Multi-User Disk USage scanner and reporter.
Quickly figure out where a specific user has left files on a shared disk by showing cumulative (recursive) directory sizes and letting the user drill down in a file-explorer like Textual TUI showing only their files.
On a large HPC system with many shared project folders it can be easy to forget terabytes of result files deep in some directory hierarchy. A year later, when the system administrator complains that disk quotas are nearing 100% full, you have no idea where to start cleaning up old analysis results. Normal disk usage tools show directory sizes for all files, but you can only clean up your own messes, so you need a more specialized tool. Also, if every user has to perform a recursive file-system scan to figure out where they left files then the shared storage server, which was already struggling due to a nearly full disk, will slow down even more when it gets hammered by metadata requests ...
Periodically running mudus scan
lets the system administrator keep a (relatively) up to date database of who has files where. Every user can run mudus
to instantly see their own disk usage without running a full file-system scan themselves. The downside is that the effect of cleaning up is not reflected in the database until the next scan is performed.
You must first run mudus scan
to build a database of cumulative/recursive directory contents. The database is stored in separate files for each user (file owner) and group in the mudus database directory. After scanning, you (or any other user with read access to the database) can use the mudus view
command to figure out where on the large shared file system you have forgotten a bunch of data. Using mudus is probably overkill for single-user systems; see some alternatives listed below instead.
You can launch a visual scanner using mudus scan
or run in non-interactive mode by adding the --non-interactive
flag. Run with the --help
flag to see all options.
If you are sharing the disk usage database with others, you probably want to set the MUDUS_DB_DIR
environment variable to point to a shared directory where the disk usage database is stored.
Non-interactive example:
export MUDUS_DB_DIR="/shared/.cache/mudus"

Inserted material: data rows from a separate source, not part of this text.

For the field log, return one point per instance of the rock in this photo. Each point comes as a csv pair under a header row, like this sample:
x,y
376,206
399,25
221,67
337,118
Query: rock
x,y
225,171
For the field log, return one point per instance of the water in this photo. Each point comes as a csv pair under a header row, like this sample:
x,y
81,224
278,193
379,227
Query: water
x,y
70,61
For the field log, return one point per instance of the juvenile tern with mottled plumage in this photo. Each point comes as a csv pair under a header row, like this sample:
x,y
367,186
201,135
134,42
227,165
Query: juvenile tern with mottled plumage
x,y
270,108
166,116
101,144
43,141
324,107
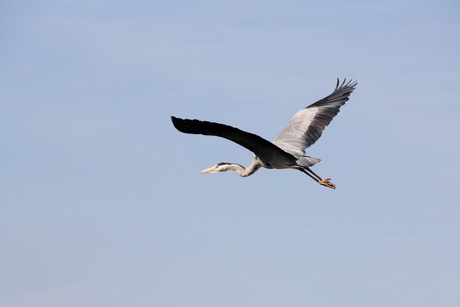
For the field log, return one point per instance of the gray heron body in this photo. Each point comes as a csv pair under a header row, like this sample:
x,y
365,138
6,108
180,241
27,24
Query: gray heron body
x,y
288,148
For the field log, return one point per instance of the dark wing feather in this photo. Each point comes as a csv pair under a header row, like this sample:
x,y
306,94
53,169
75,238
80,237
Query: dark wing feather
x,y
307,125
265,150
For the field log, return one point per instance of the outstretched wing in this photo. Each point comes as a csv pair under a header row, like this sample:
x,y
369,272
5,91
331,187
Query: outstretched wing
x,y
265,150
307,125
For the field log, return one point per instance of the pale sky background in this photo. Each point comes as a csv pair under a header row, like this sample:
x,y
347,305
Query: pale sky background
x,y
102,203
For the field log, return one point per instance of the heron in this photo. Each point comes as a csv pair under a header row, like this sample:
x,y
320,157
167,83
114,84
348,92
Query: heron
x,y
287,151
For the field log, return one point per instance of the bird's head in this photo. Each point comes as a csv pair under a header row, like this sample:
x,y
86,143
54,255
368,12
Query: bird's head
x,y
218,168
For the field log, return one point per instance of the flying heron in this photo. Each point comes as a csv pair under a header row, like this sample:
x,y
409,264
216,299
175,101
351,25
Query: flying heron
x,y
288,148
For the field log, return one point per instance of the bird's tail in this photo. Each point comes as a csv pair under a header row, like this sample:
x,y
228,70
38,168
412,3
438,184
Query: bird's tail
x,y
308,161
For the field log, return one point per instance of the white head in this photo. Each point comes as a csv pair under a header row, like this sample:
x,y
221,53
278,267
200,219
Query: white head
x,y
221,167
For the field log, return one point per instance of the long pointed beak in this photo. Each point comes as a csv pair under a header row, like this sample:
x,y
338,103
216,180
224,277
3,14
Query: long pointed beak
x,y
208,170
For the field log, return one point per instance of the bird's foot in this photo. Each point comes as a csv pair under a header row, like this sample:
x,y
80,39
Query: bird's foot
x,y
325,182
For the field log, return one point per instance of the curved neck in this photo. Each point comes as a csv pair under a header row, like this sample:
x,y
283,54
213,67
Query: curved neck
x,y
245,172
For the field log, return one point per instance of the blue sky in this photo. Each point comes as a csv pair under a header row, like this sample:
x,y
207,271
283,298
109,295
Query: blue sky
x,y
101,200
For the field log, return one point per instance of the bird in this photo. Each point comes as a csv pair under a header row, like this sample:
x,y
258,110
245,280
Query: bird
x,y
287,151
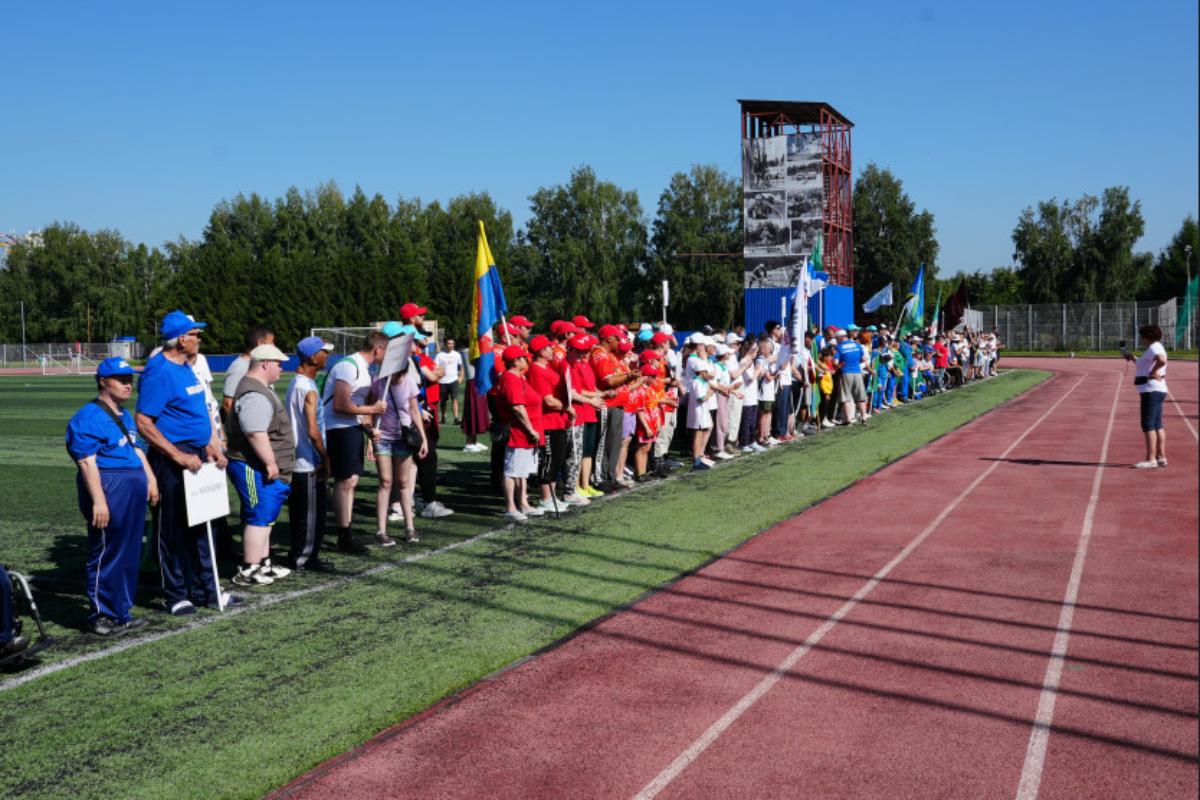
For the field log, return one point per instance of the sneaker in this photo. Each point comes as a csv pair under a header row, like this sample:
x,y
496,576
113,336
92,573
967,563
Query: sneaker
x,y
435,510
183,608
347,543
252,576
274,570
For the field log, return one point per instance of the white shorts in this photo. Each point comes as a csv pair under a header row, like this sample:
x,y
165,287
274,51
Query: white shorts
x,y
520,462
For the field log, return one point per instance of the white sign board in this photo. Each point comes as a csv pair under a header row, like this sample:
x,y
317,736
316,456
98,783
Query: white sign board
x,y
207,494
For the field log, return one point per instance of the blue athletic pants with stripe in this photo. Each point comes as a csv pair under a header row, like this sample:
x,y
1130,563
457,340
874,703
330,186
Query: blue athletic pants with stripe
x,y
184,559
114,552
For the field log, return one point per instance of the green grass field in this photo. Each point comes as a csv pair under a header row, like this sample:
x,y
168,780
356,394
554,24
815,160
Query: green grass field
x,y
235,705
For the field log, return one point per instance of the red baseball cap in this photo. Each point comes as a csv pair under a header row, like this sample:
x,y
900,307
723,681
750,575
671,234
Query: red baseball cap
x,y
514,352
411,310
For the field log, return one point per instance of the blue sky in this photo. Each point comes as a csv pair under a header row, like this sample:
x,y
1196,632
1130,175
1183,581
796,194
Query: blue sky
x,y
141,116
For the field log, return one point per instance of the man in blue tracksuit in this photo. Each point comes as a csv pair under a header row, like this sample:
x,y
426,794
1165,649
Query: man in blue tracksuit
x,y
173,416
114,483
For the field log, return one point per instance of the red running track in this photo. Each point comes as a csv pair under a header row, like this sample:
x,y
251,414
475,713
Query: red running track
x,y
894,641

mudus scan --scan-dir /shared/dir_a --scan-dir /shared/dir_b --non-interactive
Interactive example:
Use the mudus
command (short for mudus view
) to show your disk usage and drill down into subdirectories to figure out where you have forgotten to clean out a closed project on a shared drive, or something similar. You can navigate with the arrow keys (right
to enter a directory, left
to leave, up
and down
to select directories) or go into the selected directory by pressing Enter
(or click with the mouse). The q
key will quit the program.
Example of the Textual-based TUI:
You can install and run mudus directly with pipx run mudus
or uvx mudus
if you have pipx or uv installed.
Running pipx install mudus
should make it available as mudus
on the command line, or you can use uv tool install mudus
if you would rather use uv
.
You can also use pip install mudus
and launch it as python -m mudus
. By creating a Python virtual environment for mudus you can make it available to all users on a system, maybe with an executable /usr/bin/mudus
script like this:
#!/bin/bash
source /path/to/virtual-environment/activate-script
export MUDUS_DB_DIR="/something/shared/mudus-db-dir"
python -m mudus "$@"
There are many great alternatives to mudus
if you are on a single-user system, or you do not care about who owns the files, just the overall disk usage. One fast and easy tool is dua (Disk Usage Analyzer), which integrates the scan
and view
commands into one. When you start dua interactive
, it spins up a bunch of threads to quickly walk the file system. This is relatively fast, but it can be unpopular on shared HPC systems where hammering the shared storage servers whenever you feel like it may not be the best idea.
The following items are on the mudus
development roadmap:
-
Show group instead of user: You may want to see the disk usage for a given group instead of a given user. This should be a relatively small addition.
-
Deeper file-system integration:
mudus
has support for pluggable disk scanners. Currently, the Pythonscandir
method is the only implementation, but deeper integration into relevant file systems (BeeGFS Hive?) may speed up the file-system scan and reduce the load on metadata servers, etc. -
Partial update: allow updating the database with a scan of only parts of the file system. Remember: the old contents of the scanned sub-directories must be subtracted from the existing database before the current contents can be added.
- Version 1.1 - Unreleased
- Addition of group view: start the disk usage viewer and then press the
g
key to select a group. You can only select groups which you are a member of, otherwise you cannot open the disk usage database for the group.
- Addition of group view: start the disk usage viewer and then press the
- Version 1.0 - August 15, 2025
- Initial release: version 1.0 with scan and view functionality
The mudus
software is (c) Tormod Landet, DNV, and released under an Apache 2.0 license. It was developed to help manage our internal HPC resources at DNV and is not an official DNV tool and comes with absolutely no warranty, support, or guarantees of any kind. Use at your own risk.
Issues and pull requests are welcome, but please note that replies will come when I have time at work, which may be next week or next year depending on how busy it is and how far down on the list of priorities such a relatively niche tool is at the moment (probably quite far down...). I write this not to discourage contributions or bug reports, but please do not be disappointed if I take a while to reply!